Um concurso para eleger o projeto do pavilhão brasileiro na Exposição Universal, um dos mais importantes eventos do calendário global – juntamente com a Copa do Mundo e os Jogos Olímpicos -, foi realizado pela Agência Brasileira de Promoção de Exportadores e Investimentos (Apex – Brasil) em conjunto com a Associação Brasileira dos Escritórios de Arquitetura (AsBEA).

Em aliança à classe comercial de áreas específicas, a Apex – Brasil cria meios de incrementar profissionais brasileiros no cenário internacional para fortalecimento da imagem. No caso da arquitetura brasileira, se esforça para construir um ambiente favorável ao desenvolvimento de uma cultura exportadora.

A edição 2010 da exposição será em Xangai, na China, e entre os 65 projetos inscritos no concurso, o do arquiteto Fernando Brandão foi escolhido. “Desenvolvimento Urbano com Qualidade de Vida” é o tema da Expo Xangai, que ocorrerá de 1º de maio a 31 de outubro de 2010 e contará com a participação de 173 países.
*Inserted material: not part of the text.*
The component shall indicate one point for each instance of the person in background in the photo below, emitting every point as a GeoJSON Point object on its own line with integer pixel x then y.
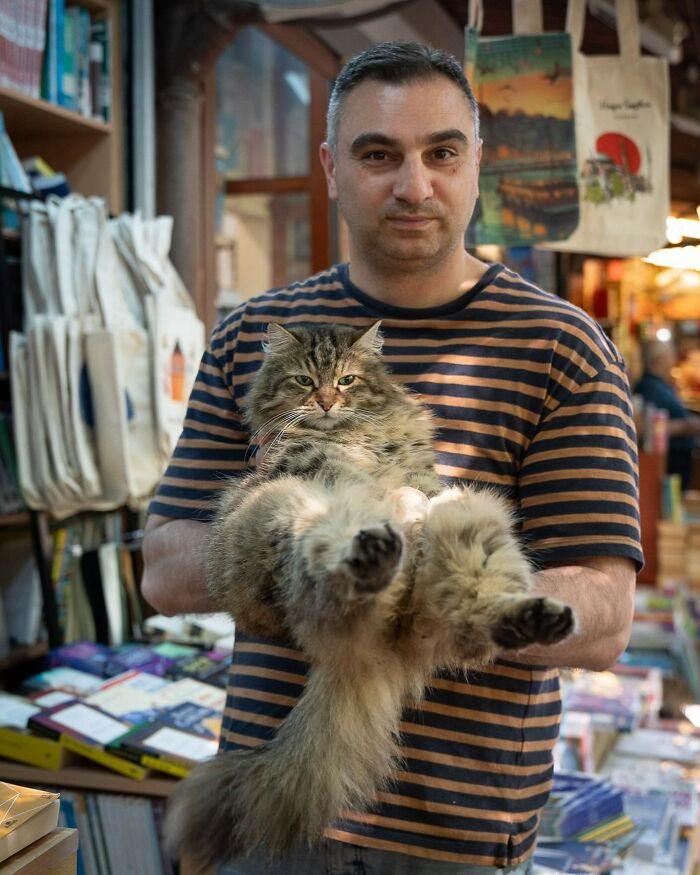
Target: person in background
{"type": "Point", "coordinates": [530, 399]}
{"type": "Point", "coordinates": [656, 386]}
Débora Aguiar esclarece que o tema sustentabilidade não é modismo. “É determinante. Hoje o investidor tem consciência das vantagens que isso pode proporcionar no resultado final do seu lançamento ao oferecer conforto, bem-estar e aumento da qualidade de vida.” Engrossando o coro, Casas acrescenta: “materiais sustentáveis chegam a aumentar em 10% o custo sobre valor total do imóvel, mas é um investimento que se paga e é muito valorizado globalmente.”

Projeções da Organização das Nações Unidas (ONU) apontam que até 2030 cerca de 60% da população mundial viverá em cidades. Esta realidade traz um novo desafio aos arquitetos e reafirma a importância da profissão. O que se prevê, então, é um novo formato no planejamento urbano, com uma gestão focada na melhoria da qualidade de vida dos complexos centros urbanos, tendo como base a preservação ambiental e funcionalidade, sem deixar de lado a estética. E os arquitetos brasileiros estão garantindo o seu lugar.